On Sept. 22, 2017, Air Traffic Control at Boston Logan Airport was navigating a tricky situation, guiding a support vehicle as it conducted an inspection on one of Logan's runways.

The vehicle lost contact with controllers. It rolled onto an intersecting runway where a midsize business jet was about to touch down. Realizing its mistake, it reversed course as the plane was about 3,000 feet away. But after that plane landed and exited the runway, the support vehicle crossed the intersection once more without clearance as another plane was approaching Logan.

Eventually, controllers reconnected with the support vehicle. It had been having radio problems that kept it from connecting with the tower.

This event was classified by the Federal Aviation Administration (FAA) as a  runway incursion — that’s when there’s something on the "protected area of a surface designated for the landing and take off of aircraft" that shouldn’t be there. It could be an airplane that hasn’t been authorized to cross a runway, a support vehicle, or perhaps a person in the wrong spot.

In 2017, the National Transportation Safety Board analyzed six years of runway incursion incident reports from the nation’s airports. Boston's Logan Airport had the seventh highest number in the country.

In 2017, the NTSB analyzed six years of runway incursion incident reports.
NTSB Runway Incursion Forum, Office of Aviation Safety, NASA

Though other cities ranked higher, Boston presents a number of challenges, according to aviation experts. 

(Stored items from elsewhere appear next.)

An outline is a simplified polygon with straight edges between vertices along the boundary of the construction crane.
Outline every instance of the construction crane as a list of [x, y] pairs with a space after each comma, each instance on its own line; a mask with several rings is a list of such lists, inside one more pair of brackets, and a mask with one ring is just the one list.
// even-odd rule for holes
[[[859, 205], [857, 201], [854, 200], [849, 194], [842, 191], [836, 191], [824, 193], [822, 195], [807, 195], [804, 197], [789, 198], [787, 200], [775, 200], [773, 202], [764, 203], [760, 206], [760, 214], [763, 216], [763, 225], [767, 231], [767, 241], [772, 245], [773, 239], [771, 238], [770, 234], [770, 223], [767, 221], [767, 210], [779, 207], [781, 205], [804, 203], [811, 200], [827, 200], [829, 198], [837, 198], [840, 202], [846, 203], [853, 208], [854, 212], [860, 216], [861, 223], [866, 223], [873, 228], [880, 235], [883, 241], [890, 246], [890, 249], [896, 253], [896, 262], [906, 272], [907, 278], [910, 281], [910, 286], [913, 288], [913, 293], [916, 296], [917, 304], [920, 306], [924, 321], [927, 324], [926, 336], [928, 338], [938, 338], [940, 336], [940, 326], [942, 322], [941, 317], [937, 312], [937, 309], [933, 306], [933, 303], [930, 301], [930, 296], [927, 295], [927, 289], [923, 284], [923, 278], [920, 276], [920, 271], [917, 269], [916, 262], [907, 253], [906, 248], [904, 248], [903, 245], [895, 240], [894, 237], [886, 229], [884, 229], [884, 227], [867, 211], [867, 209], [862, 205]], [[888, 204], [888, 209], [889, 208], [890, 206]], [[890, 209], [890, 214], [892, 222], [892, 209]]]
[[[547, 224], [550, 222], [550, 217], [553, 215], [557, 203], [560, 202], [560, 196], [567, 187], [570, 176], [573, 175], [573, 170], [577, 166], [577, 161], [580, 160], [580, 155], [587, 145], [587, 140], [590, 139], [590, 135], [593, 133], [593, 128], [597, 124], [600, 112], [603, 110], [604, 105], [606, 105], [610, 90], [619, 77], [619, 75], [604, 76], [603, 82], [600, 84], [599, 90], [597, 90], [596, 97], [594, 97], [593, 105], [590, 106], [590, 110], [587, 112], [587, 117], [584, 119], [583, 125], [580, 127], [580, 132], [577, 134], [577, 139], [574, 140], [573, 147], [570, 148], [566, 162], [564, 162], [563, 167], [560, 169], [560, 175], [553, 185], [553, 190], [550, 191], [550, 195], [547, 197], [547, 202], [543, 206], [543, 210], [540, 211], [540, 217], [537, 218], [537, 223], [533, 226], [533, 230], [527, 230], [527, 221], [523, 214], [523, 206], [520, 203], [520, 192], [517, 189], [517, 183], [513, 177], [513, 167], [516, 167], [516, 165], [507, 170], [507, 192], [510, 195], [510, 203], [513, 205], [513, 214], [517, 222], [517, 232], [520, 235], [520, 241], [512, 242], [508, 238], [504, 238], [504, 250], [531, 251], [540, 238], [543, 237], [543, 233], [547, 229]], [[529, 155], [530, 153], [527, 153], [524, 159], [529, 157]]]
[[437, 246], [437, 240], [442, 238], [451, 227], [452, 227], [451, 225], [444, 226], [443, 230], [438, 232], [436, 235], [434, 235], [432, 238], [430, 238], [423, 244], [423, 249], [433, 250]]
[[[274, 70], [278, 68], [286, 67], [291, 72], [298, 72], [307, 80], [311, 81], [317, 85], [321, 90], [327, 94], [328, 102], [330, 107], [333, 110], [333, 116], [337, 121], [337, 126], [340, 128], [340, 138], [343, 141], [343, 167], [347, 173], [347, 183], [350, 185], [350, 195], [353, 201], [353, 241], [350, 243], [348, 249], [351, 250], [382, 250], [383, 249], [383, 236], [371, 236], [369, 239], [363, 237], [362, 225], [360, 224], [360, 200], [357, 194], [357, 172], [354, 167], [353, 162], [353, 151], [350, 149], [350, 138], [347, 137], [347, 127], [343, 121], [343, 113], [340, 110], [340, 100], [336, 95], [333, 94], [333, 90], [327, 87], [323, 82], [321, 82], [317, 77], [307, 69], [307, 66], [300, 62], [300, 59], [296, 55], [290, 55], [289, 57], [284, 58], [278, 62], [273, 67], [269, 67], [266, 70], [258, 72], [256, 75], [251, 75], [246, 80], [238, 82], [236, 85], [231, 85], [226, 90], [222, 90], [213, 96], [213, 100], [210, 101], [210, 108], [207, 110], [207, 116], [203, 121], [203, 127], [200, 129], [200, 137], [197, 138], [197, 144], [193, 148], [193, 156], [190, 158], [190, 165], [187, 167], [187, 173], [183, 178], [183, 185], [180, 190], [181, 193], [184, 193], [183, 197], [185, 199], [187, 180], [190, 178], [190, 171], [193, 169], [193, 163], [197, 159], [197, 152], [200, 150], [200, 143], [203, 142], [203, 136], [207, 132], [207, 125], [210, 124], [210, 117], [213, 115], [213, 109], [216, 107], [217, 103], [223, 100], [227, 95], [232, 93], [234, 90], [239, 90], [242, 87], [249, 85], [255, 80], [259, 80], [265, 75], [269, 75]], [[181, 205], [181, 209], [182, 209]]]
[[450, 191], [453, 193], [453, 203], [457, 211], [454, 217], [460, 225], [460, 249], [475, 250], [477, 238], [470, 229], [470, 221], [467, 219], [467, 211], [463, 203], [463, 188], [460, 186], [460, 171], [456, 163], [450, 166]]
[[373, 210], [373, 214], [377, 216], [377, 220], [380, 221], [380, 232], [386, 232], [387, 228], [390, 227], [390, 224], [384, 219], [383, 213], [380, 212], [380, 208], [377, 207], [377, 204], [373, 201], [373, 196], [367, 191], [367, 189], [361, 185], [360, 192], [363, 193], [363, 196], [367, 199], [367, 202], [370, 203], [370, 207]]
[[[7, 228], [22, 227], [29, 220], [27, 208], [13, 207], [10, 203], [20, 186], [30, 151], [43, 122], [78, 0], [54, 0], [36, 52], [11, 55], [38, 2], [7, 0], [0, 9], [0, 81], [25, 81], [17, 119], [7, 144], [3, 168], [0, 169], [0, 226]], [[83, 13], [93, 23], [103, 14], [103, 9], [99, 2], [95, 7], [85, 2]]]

“If they were going to give a prize for having complexity, Boston would get it," said Frank Ketcham, an airline pilot and a commercial aviation specialist at UC Berkeley. "It's a very, very challenging airport that draws on the cognitive abilities and the experience of the pilots. That’s to say that there’s several airports throughout the nation that have special issues or threats that pilots have to contend with, but Boston really has several.”

Pilots landing in Boston have to make additional calculations when there are ships in the harbor. In some cases, they don't get to use the whole runway, a practice called "land and hold short operations." Boston has inclement weather and high demand. Radio frequencies can be congested.

Logan also has mixed operations that include small aircraft and helicopters. CapeAir, a local regional carrier, uses a special, small runway that is sometimes mistaken for a taxiway by operators of large aircraft.

"It really puts all the challenges in one place that pilots have," Ketcham said. "There’s just a multitude of things that all take up a little piece of our cognitive bandwidth. And when you add that up and make it a very challenging airport, where’s the spillover going to be?”

That spillover might be behind Logan’s runway incursions — while Boston ranks seventh, other similarly busy airports, like Detroit and Minneapolis St. Paul, didn’t make the top 20.

Richard Marchi, the director of aviation planning and development at Massport from 1977 until 1993, says he's not surprised by Logan's ranking. He says Massport, the state agency that runs Logan Airport, has been dealing with the same confusing layout for decades.

“When Logan was built in the '20s, airplanes couldn’t handle crosswinds very well, so they had to have runways that pointed in each direction," Marchi said. "That’s no longer necessary, but it’s the legacy layout that they’re stuck with. And that means that there’s a lot of places where a taxiing aircraft has got multiple taxiways or multiple runways in front of it. It makes it more difficult to put it in the marking and the signage to make all of that stuff clear."

These days, most modern airplanes can operate into crosswinds of up to 45 knots, or 50 miles per hour, so Marchi says runways pointed in different directions are obsolete.

“Those multiple runway headings are no longer needed, but of course that’s what you've got," he said. "You’re not going to change the layout of the runways at an old airport like Boston because it’s no longer required by crosswind considerations.”

Massport says none of the incursions at Logan over the last 10 years posed a real risk of collision. All of them were category C and D events, which puts them in the two lowest-risk categories. 

Even though runway incursions are usually harmless, pilot and host of Airline Pilot Guy podcast Jeff Nielsen says they’re still an important focus for the aviation world. 

"To say that incursions are not near misses or near collisions are actual collisions is, I think, simplifying it a little too much, because they can result in that," he said. "But most — the vast majority of incursion events — are relatively benign, but could have the potential to become a serious incident or accident."

The FAA has identified three hot spots at Logan that are more vulnerable to incursions or collisions. It awarded the airport a $1.3 million grant in 2016 to study its runway incursions and come up with solutions.

Massport documents reviewed by WGBH News illustrate it isn’t planning on overhauling the existing layout — it’s using the FAA grant to look into design alternatives that would make small changes to the runway instead.

Massport says its on track to finish the study by the end of this summer.

Air traffic control audio from this story was made available by LiveATC.net.